Review: Amp Energy Tall Boy

It’s been a little over two years since I first reviewed Amp Energy. Since then, a bunch of stuff has changed, thus I wanted to revisit the beverage.

Amp Energy Tall Boy

One of the biggest changes has been the packaging. Amp’s logo has been updated along with the wordmark, now playing up the phrase “Amp Energy” rather than just “Amp” with “Energy Drink” in smaller type. The Mountain Dew logo is still prominently located on the front of the can, with the colors reflecting more of the green found in the Dew color scheme rather than the black we saw in 2005. Technically, Amp Energy is considered a flavor extension of Mountain Dew, thus its sales factor into Dew as a whole, which helps that citrus brand.

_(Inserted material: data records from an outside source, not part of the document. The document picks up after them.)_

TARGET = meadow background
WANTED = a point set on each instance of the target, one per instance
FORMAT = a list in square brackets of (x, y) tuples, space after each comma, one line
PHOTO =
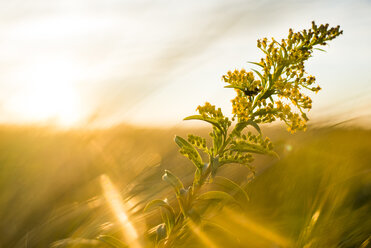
[(51, 190), (92, 88)]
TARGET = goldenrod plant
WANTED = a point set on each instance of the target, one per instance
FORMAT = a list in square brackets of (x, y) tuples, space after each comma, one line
[(275, 90)]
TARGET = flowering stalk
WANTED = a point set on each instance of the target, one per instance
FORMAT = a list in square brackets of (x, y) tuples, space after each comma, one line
[(274, 92)]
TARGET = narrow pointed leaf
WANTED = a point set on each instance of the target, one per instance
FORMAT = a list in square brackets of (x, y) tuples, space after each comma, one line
[(182, 143), (173, 181), (207, 119)]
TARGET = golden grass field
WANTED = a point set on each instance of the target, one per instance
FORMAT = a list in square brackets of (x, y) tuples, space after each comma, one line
[(318, 194)]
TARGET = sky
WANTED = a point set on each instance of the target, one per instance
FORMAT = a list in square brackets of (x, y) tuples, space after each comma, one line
[(100, 63)]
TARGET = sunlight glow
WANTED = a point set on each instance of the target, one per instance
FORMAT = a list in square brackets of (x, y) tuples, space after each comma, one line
[(115, 201), (50, 93)]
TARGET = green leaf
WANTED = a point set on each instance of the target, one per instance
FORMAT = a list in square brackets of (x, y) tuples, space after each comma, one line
[(217, 195), (253, 148), (112, 241), (241, 125), (255, 64), (173, 181), (182, 143), (231, 186), (207, 119)]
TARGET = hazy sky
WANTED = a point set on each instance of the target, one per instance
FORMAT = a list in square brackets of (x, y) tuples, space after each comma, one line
[(75, 62)]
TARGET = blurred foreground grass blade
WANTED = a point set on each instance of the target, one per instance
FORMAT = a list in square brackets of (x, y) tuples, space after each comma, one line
[(116, 204), (112, 241), (232, 187)]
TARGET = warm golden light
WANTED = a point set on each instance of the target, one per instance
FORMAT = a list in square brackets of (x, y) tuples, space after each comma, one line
[(50, 92)]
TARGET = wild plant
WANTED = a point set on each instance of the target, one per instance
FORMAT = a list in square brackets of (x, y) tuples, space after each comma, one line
[(272, 92)]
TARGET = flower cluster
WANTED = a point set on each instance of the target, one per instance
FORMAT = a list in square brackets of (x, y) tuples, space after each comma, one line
[(197, 141), (209, 111), (282, 75)]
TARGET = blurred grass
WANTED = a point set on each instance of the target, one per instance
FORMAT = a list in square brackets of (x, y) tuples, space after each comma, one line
[(317, 195)]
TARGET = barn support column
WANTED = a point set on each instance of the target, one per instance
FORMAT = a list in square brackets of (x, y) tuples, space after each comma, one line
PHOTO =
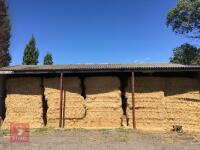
[(2, 95), (61, 101), (133, 99)]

Beyond its Mountain Dew ties, Amp is also considered a stand-alone energy drink, but as such, doesn’t have the market dominance of Monster or Red Bull. Since we last reviewed Amp, Pepsi has tried some different approaches at a hybrid soda/energy drink, probably in response to Coke‘s rollout of Vault. Notably, all these attempts have been built on the Mountain Dew brand, namely Mountain Dew MDX (which had a botched rollout) and later a revised 20oz version of Mountain Dew MDX (which still crashed and burned).

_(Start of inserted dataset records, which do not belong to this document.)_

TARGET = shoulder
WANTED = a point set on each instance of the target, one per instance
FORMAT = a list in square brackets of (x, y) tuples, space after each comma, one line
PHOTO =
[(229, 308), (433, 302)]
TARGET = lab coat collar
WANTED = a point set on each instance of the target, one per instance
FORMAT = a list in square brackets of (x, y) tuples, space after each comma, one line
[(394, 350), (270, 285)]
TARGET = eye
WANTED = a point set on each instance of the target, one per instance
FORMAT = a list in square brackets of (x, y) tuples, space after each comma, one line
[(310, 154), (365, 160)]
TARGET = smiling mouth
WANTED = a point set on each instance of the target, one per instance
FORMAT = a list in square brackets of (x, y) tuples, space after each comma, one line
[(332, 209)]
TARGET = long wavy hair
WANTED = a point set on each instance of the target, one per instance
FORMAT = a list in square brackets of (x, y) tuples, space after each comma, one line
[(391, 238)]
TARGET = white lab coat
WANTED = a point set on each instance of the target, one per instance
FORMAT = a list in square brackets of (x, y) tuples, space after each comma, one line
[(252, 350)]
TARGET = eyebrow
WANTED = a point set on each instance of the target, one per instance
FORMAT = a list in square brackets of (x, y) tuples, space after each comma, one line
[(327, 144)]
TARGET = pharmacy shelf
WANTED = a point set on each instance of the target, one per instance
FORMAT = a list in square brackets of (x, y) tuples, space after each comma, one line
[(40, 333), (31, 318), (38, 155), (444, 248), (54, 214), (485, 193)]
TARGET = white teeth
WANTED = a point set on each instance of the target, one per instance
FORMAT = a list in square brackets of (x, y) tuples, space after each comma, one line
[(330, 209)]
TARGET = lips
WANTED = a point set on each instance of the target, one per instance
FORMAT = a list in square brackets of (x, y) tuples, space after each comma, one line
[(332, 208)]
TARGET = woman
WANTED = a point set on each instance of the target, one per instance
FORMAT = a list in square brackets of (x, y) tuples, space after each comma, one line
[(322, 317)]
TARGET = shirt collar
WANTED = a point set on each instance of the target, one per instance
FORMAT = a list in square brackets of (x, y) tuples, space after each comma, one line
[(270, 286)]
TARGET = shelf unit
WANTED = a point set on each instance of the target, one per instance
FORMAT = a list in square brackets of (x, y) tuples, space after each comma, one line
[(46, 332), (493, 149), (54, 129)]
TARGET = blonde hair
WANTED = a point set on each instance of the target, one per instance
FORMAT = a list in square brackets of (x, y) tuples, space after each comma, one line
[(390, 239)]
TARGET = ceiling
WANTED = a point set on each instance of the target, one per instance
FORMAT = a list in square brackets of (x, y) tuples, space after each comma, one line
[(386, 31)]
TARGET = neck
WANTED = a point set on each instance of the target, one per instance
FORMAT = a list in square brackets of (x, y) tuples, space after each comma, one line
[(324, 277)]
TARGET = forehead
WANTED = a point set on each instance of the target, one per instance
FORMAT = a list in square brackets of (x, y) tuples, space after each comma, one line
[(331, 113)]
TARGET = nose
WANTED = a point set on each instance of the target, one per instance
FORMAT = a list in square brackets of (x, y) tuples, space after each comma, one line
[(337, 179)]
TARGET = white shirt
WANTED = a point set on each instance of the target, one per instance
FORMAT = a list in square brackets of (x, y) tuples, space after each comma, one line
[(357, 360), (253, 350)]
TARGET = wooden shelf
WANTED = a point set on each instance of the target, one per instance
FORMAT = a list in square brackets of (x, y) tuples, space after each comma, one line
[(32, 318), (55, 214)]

It would seem that Pepsi has figured out that if they want to grow in the energy drink space, then Amp is the brand that probably has the best shot at success. So obviously, they’d like to increase Amp’s position in the marketplace, hence the NASCAR sponsorship of Dale Earnhardt Jr.’s #88 car as well as the big bucks spent on Super Bowl commercial. We’re probably going to see a lot more Amp visibility this year. It’s already been rumored that new flavor extensions will be hitting in a few months.

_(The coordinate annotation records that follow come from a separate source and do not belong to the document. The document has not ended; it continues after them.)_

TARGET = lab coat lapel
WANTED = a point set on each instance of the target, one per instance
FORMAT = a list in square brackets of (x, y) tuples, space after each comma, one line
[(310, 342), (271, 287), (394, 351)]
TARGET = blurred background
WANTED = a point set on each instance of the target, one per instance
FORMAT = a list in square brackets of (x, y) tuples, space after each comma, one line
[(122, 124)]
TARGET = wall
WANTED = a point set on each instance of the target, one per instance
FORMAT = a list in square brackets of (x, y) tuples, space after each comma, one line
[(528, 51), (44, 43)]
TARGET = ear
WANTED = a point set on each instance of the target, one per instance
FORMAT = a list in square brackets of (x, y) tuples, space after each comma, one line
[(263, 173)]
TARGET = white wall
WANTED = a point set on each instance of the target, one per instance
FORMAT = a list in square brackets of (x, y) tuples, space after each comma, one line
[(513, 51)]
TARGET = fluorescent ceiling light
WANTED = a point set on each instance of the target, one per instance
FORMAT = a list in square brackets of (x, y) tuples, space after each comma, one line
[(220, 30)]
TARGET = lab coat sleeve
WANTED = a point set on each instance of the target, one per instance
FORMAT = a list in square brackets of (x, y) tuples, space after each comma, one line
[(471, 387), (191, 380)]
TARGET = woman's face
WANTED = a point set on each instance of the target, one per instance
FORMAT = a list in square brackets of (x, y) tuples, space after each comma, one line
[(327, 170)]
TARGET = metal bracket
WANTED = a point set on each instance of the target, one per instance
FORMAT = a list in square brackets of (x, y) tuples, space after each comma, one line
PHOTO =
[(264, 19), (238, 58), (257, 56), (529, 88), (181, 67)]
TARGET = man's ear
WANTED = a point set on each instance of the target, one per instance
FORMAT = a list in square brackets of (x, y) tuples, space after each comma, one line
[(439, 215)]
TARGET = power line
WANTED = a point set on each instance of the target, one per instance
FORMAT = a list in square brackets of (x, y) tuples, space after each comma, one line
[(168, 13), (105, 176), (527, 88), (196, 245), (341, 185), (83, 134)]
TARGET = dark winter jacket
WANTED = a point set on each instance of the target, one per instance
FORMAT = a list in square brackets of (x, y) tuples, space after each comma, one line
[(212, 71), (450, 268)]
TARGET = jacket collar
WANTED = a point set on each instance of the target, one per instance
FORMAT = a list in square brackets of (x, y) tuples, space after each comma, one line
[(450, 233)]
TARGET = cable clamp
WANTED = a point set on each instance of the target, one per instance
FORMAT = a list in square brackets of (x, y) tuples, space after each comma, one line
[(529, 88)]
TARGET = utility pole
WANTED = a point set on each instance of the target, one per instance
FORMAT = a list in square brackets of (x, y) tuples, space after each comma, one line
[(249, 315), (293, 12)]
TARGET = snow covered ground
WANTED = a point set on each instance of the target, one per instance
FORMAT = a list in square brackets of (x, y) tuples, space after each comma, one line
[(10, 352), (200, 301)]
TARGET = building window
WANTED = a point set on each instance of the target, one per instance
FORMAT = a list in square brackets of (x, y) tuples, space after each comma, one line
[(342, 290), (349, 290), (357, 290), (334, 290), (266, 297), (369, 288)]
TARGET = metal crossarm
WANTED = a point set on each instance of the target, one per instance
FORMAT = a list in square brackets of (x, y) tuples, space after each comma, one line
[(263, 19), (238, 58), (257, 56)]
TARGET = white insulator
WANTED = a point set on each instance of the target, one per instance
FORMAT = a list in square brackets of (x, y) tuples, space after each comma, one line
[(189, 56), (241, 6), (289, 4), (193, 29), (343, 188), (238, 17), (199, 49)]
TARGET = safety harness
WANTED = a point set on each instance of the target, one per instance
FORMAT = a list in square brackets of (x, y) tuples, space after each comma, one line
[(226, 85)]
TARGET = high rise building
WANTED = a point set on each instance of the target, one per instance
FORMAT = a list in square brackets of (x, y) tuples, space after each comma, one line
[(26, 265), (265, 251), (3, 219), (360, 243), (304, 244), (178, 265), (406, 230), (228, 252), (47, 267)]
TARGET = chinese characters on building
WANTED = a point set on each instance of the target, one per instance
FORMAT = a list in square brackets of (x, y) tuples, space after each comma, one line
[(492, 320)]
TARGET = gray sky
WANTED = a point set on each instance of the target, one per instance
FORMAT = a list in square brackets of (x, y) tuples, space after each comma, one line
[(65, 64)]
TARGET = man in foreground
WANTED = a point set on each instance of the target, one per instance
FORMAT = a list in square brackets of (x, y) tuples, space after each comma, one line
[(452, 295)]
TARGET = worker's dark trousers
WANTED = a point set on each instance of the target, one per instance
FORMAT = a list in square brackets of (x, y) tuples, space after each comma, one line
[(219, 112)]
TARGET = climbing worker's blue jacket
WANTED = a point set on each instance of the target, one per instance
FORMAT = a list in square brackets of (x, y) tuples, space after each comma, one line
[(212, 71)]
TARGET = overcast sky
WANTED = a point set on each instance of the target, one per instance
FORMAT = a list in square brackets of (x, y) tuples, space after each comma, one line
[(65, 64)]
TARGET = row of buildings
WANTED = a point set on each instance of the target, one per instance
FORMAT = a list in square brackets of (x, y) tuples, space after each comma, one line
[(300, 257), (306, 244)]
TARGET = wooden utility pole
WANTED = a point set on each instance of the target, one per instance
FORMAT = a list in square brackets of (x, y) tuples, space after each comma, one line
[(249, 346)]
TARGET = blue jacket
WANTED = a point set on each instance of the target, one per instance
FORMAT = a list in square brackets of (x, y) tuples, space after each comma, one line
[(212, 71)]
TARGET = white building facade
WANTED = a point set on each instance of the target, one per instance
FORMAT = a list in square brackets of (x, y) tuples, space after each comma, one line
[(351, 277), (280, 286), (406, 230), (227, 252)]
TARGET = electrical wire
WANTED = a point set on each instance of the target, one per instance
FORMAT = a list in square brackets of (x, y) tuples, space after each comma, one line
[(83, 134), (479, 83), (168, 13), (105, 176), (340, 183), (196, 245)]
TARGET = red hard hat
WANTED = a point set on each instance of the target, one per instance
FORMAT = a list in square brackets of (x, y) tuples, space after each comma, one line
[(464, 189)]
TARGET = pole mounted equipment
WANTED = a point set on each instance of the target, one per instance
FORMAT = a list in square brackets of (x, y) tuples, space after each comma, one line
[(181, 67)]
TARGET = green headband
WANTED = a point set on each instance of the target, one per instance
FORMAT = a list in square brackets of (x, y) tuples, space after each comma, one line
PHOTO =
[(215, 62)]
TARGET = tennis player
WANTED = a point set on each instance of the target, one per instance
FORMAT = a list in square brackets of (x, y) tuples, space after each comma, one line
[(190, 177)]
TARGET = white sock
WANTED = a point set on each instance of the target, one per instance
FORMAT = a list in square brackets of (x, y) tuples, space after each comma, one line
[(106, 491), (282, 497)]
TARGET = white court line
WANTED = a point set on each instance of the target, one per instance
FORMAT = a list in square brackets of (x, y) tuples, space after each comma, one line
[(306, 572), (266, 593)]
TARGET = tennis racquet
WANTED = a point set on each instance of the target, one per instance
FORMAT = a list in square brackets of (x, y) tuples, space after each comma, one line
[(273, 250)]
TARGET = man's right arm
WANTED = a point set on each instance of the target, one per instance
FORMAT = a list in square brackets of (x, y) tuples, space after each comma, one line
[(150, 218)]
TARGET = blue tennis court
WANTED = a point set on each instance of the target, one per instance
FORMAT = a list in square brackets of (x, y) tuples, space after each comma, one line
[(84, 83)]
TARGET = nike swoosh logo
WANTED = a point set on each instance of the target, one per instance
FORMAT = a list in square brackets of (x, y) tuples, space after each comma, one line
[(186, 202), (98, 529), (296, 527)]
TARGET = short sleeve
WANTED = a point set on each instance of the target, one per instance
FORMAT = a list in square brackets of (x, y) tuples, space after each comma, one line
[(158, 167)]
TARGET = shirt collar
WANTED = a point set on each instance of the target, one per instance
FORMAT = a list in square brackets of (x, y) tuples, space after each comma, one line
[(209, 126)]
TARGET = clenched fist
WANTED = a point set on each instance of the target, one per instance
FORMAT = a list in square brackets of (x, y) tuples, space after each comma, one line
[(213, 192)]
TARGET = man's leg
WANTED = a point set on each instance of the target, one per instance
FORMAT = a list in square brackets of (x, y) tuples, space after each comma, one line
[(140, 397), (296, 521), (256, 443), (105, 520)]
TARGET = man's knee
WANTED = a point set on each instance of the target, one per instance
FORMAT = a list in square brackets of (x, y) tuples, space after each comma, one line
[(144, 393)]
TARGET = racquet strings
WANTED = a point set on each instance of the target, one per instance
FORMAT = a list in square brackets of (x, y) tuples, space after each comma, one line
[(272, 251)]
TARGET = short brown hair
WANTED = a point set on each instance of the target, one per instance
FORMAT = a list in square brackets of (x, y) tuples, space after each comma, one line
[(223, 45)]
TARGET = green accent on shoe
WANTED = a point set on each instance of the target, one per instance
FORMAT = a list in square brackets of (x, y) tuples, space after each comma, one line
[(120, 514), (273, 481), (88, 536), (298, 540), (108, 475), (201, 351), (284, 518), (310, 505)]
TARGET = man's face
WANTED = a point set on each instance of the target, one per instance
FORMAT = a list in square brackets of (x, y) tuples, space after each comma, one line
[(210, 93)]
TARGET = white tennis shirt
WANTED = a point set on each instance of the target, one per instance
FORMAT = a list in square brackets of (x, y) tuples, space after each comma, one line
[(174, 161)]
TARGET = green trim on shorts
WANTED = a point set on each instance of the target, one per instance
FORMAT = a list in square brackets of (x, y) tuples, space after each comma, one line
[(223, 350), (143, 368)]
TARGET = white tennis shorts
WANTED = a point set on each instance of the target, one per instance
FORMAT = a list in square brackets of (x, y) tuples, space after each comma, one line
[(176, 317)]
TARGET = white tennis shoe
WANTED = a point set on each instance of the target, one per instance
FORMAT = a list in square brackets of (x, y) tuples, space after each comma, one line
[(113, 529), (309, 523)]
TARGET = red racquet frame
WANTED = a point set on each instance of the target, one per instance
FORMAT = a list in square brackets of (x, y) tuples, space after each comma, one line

Energy drinks are a great growth area for manufacturers, mainly because the markup on them is close to 4 times that of a standard soft drink. High margins indeed! I know here in the Chicago area, I’ve seen an increase in the visibility of the 16 oz. version of Amp Energy (which is subbranded as the “Tall Boy” can). This positions Amp more closely with the market leaders when it comes to look-and-feel, namely Monster. Our previously-reviewed version of Amp was in the 8.3 oz. size, which more closely resembles Red Bull. The drink is also available in a 24 oz. version, subbranded as “Big Rig”. Since our last review, the formula has not changed, so if you are interested in the flavor and makeup of this beverage, jump over to the archives and read more. It still has a lot of caffeine, tastes similar to Mountain Dew, and features a bunch of supplements.

I look forward to seeing what’s in store for Amp down the road!